Mother and Infant Behaviors
The mother and the infant exhibited close relationship. The infant always walked with its mother who offered protection in dangerous situations. Despite the infant being reared by the zoo keepers, it was observed that its maternal bond with the mother still existed. For instance, the mother carried the infant on its back as she walked around. Whenever, she came across edible food varieties, she always offered the infant the opportunity of eating first. During this period of infancy, it was noted that the females joined, thus forming matrilines, which promoted their dominance over an alpha male.
The primates, such as gorillas and chimps, exhibited aggressive behavior. For instance, chimps were observed to gang up to attack a neighboring group of chimps (Doran & Mcneilage, 1998). At the same time, Gorillas stood bipedally, banging their chests with the aim of attacking other groups or animals from other species. In another instance, one male chimp was observed to charge bipedally after a subordinate, which was the expression of aggressive dominance behavior.

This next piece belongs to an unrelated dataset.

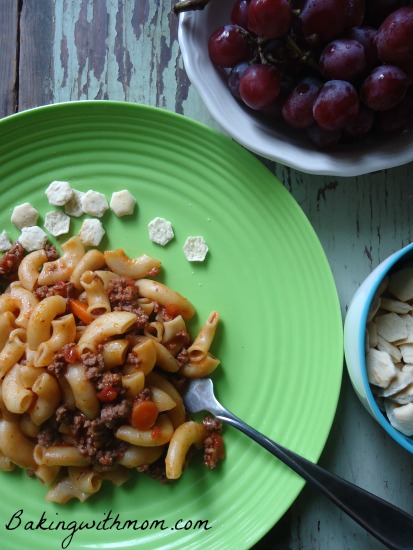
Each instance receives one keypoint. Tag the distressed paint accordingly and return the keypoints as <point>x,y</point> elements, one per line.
<point>9,19</point>
<point>127,50</point>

The observed primates were seen to jump from one tree branch to another and swing in excitement. They ran around their habitat, engaging in feeble fights. The infant was observed to play with its mother in an attempt to swing, using the flexible tree branches and extended roots. The infant also played with other adult males. At the same time, adult males exhibited play behavior by engaging in feeble fights and scrambles.
Furthermore, the primate groups stood and walked bipedally while making funny sounds as they charged their subordinates. This play behavior was identified to indicate close interactions and close relationships.
The behaviors exhibited by the primates under observation had a close relation with those of humans. For instance, the above references include play behaviors, communications, relationship, and dominance behaviors. Humans communicate using verbal and non-verbal approaches that are also exhibited by the primates. Moreover, human females show maternal bonding relationships that are also displayed by primates. However, the observed behaviors are less primitive as compared to human actions. During the case study, people tried to engage the primates in a play relationship. For instance, they gave them food and tried to scare them to observe their reactions (Doran & Mcneilage, 1998).
The zoo environment may interfere with the relationship of the infant and mother as the baby could be separated until it reaches certain age, which affects the maternal bond. Furthermore, the caged environment can limit the behavior activities of animals since they are controlled. However, the zoo environment provides activities such as language learning, which improves the intelligence of animals.
The behavior patterns of primates differ slightly from the human behavior due to the different level of advancement. However, they show a close relationship with human behaviors from the modes of communication to the interaction patterns. Thus, primates adapt their adapt according to their environments. In a caged environment such, as the zoo, the animals are a little aggressive as compared to the wild primates. Their behavior patterns have adapted due to their interaction with humans. Therefore, primatologists use the results gathered from the study of primates to understand the actions of humans. Since primates are the immediate ancestors of humans, they serve as the essential subjects for research activities.